WHO Director-General Tedros Adhanom Ghebreyesus made the decision to issue the declaration despite a lack of consensus among experts serving on the U.N. health agency's emergency committee.

It was the first time the chief of the U.N. health agency has taken such an action.
"We have an outbreak that has spread around the world rapidly through new modes of transmission about which we understand too little and which meets the criteria in the international health regulations. I know this has not been an easy or straightforward process and that there are divergent views among the members of the committee."
A global emergency is WHO's highest level of alert, but the designation does not necessarily mean a disease is particularly transmissible or lethal.

WHO's emergencies chief, Dr. Michael Ryan, said the Director-General made the decision to put monkeypox in that category to ensure the global community takes the current outbreaks seriously.

The UN health agency's declaration could spur further investment in treating the once-rare disease - and also worsen the scramble for scarce vaccines.

Although monkeypox has been established in parts of central and west Africa for decades, it was not known to spark large outbreaks beyond the continent or to spread widely among people until May, when authorities detected dozens of epidemics in Europe, North America and elsewhere.

Declaring a global emergency means the monkeypox outbreak is an "extraordinary event" that could spill over into more countries and requires a coordinated global response.
The WHO previously declared emergencies for public health crises such as the COVID-19 pandemic, the 2014 West African Ebola outbreak, the Zika virus in Latin America in 2016 and the ongoing effort to eradicate polio.
The emergency declaration mostly serves as a plea to draw more global resources and attention to an outbreak.

Monkeypox has affected over 15,800 people in 72 countries, according to a tally by the U.S. Centers for Disease Control and Prevention (CDC) published on July 20th.

It's unclear why the WHO is trying to spread alarm about monkeypox, other than to try to manufacture a role for itself. The number of cases is tiny from a global perspective and, though transmitted via close contact rather that sexual contact as such, is nonetheless primarily functioning as a sexually transmitted infection affecting mainly men who have sex with men.

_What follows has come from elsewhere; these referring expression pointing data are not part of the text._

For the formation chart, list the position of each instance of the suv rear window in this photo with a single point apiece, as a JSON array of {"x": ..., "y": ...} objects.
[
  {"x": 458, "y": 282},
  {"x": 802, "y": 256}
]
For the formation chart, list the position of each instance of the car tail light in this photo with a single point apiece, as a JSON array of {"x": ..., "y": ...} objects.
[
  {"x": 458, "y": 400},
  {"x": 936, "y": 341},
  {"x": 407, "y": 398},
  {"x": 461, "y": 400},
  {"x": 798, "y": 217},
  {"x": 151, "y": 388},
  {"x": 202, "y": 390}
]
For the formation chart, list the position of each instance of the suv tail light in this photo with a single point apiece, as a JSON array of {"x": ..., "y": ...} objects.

A study in the New England Journal of Medicine this week found that 95% of transmission was suspected to have occurred through sexual activity and 98% of those infected were gay or bisexual men; 41% were HIV positive. Of the 528 cases in the study, none died.

While the affected demographic group should be alerted to the new risk, there seems little need to do anything beyond this limited action or to spread alarm in the wider population.

That the WHO has chosen to do so raises serious questions about whether it can be trusted to exercise its powers judiciously and whether it would really be wise for it to be given more.